Zeiss 15/2.8 Distagon Q&A — Tolerances
Related: MTF and Micro Contrast, wide angle, Zeiss, Zeiss 15mm f/2.8 Distagon, Zeiss Distagon, Zeiss DSLR Lenses
This is one of several pages resulting from the March 13, 2012 discussion with Senior Scientist Dr. Hubert Nasse. See the original list of questions.
These pages are a summary of the discussion based on notes taken, and as reviewed by Dr. Nasse. Bracketed comments [ ] are editorial in nature.
The advanced design of the 15/2.8 Distagon requires exacting assembly tolerances. It is also for this reason that a good-size sample of the first production run of both ZF. 2 and ZE lenses are carefully checked for variation and MTF, to verify that construction tolerances are being fully met. Only once those pre-production lenses are fully tested is production for public sale commenced.
Zeiss also checks each production lens for MTF. Dr. Nasse states:
We see a large number of samples (a statistically significant quantity) from series production per mount type. And they are checked deeply, i.e. at several f-stops and by measuring a complete field curve which needs at least 6 sampling points.
This is a time-consuming procedure, and of course in regular production a somewhat simpler procedure is applied, but every production sample is MTF-checked before being sold to the customer.
MTF-metering machines at the production facility are Oberkochen-made and are serviced by CZ-staff.
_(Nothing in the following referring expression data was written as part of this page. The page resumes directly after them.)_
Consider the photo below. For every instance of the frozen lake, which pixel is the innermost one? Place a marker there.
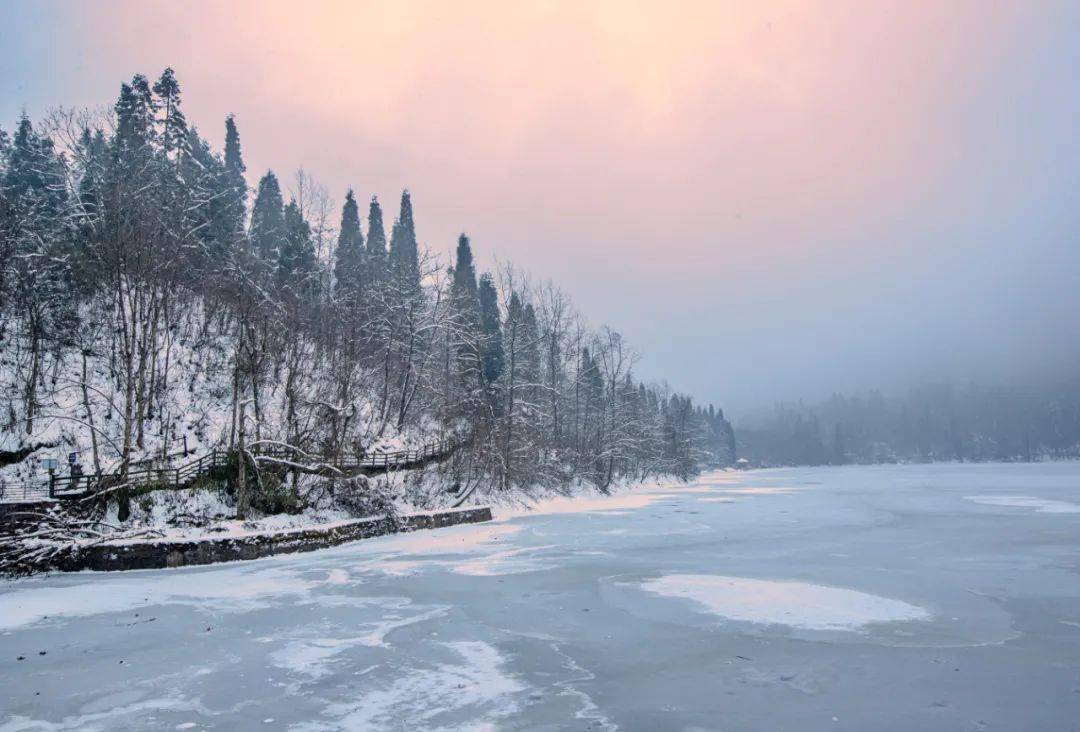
(941, 597)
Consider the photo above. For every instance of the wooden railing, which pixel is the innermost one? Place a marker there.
(181, 476)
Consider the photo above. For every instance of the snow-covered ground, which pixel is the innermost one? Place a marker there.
(932, 597)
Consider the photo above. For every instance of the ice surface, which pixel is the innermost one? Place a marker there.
(795, 604)
(1041, 504)
(841, 598)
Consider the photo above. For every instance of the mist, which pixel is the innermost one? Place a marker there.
(764, 214)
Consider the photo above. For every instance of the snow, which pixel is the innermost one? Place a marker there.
(796, 604)
(1040, 504)
(879, 596)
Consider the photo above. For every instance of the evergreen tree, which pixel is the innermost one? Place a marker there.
(349, 256)
(490, 325)
(376, 241)
(135, 112)
(173, 124)
(404, 254)
(296, 263)
(464, 273)
(234, 184)
(268, 219)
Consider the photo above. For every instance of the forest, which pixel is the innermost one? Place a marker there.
(152, 301)
(933, 422)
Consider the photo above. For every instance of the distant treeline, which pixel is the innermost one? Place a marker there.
(149, 294)
(937, 422)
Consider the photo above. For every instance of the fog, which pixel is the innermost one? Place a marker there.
(771, 204)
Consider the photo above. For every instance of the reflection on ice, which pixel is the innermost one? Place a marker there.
(795, 604)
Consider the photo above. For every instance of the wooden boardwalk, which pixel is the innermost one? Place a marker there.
(144, 474)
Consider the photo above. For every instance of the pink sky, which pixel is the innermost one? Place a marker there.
(712, 178)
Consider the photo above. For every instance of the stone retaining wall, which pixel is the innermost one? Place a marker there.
(161, 554)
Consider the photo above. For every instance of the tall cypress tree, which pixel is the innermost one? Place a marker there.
(174, 125)
(268, 219)
(234, 182)
(404, 253)
(464, 272)
(349, 256)
(376, 241)
(296, 262)
(493, 355)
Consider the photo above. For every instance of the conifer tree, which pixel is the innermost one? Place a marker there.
(376, 241)
(296, 263)
(235, 186)
(404, 254)
(349, 256)
(268, 219)
(490, 325)
(174, 125)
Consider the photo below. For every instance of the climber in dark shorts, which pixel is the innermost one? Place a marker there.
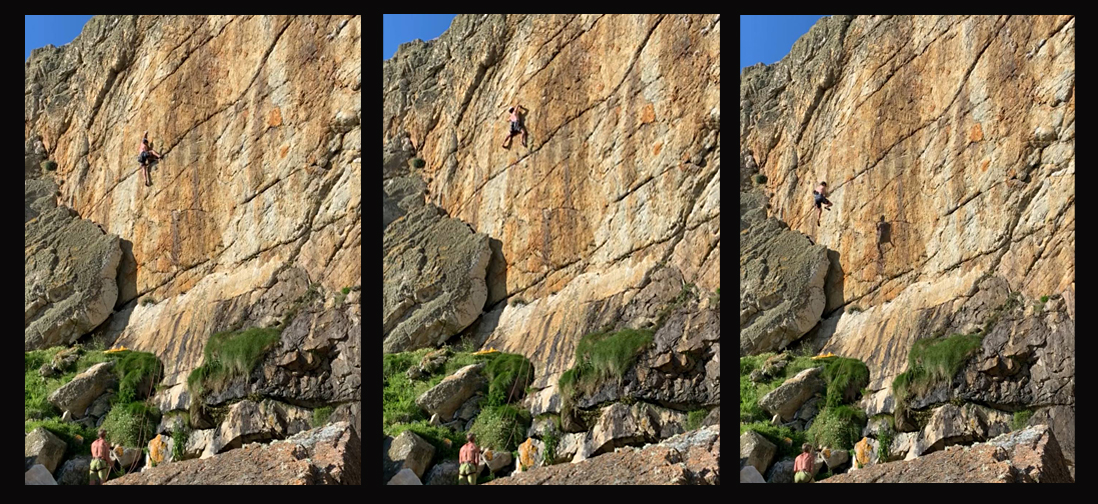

Mechanical precision and precision of assembly must necessarily be high, but each batch of glass has to be carefully checked for its refractive properties, because no batch is quite the same. Small deviations cannot be tolerated if peak performance is to be reached. The lens design must then be tweaked to accommodate slightly different refractive properties for the actual batches of glass used. Lenses are assembled in production runs accordingly.
Once assembled and meeting specifications, ZEISS expects its lenses to hold that performance for many years, even in the face of some abuse.